Ada juga cerita Qamra, yang dipaksa menikah dengan lelaki pilihan orang tuanya, dan kemudian bercerai meninggal Qamra yang digambarkan cantik itu sebagai janda, hanya beberapa bulan sebelum perempuan itu melahirkan anak buah dari pernikahan itu. Qamra menghadapi situasi yang sebenarnya bisa dialami oleh perempuan mana pun, yang kebetulan memiliki orang tua pemaksa dan mau menang sendiri. Sebuah situasi yang bisa membuat ikatan pernikahan menjadi sebuah belenggu. Bagi mereka perkawinan adalah kematian bagi kebebasan, kreativitas, dan persahabatan. Perkawinan adalah kesedihan, sesal dan duka cita

Pendek kata, the Girls of Riyadh yang ditulis oleh Rajaa Alsanea ini, merupakan “rangkuman” gugatan dari empat gadis terhadap lembaga perkawinan, kesewenang-wenangan lelaki dan ketamakan kaum maskulin itu terhadap seks, dan sebagainya. Para perempuan itu juga menggugat budaya yang kaku, yang tidak membolehkan seorang perempuan tidak mengenakan cadar, pergi tanpa didampingi kerabat lelaki dan sebagainya. Mereka lantas mengekspresikan gugatan itu dengan mencoba-coba melepas cadar dan pergi tanpa lelaki pendamping yang sah (muhrim), untuk menggugat ketidakadilan. Sebuah gugatan yang betapa pun sangat menelanjangi perilaku kehidupan para lelaki Arab, tapi juga menelanjangi kehidupan para perempuan itu sendiri, yang berasal dari keluarga kaya raya, yang tak berdaya melakukan apa-apa hanya karena tak mampu menentang adat Arab.

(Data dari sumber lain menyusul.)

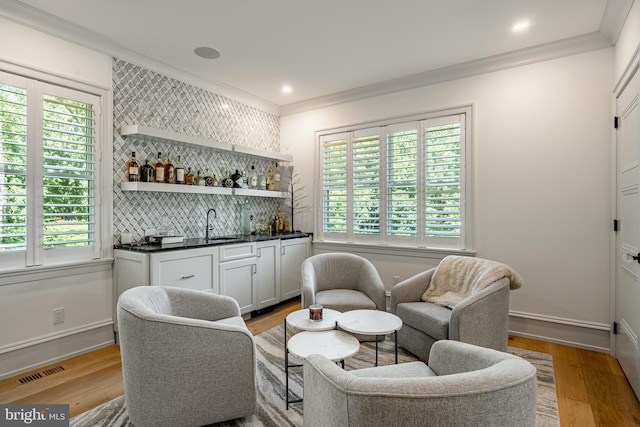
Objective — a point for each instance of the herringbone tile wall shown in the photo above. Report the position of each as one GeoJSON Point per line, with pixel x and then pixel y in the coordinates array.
{"type": "Point", "coordinates": [147, 98]}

Saya tak tahu, di mana Anis menetap sekarang. Dari Abdullah, keponakannya yang masih tinggal di Situbondo, yang saya jumpai awal Januari lalu, saya mendapat kabar, suami Anis yang tua itu sudah lama meninggal. Anis sudah menjanda ketika usianya mungkin belum 30 tahun, pada waktu suaminya meninggal.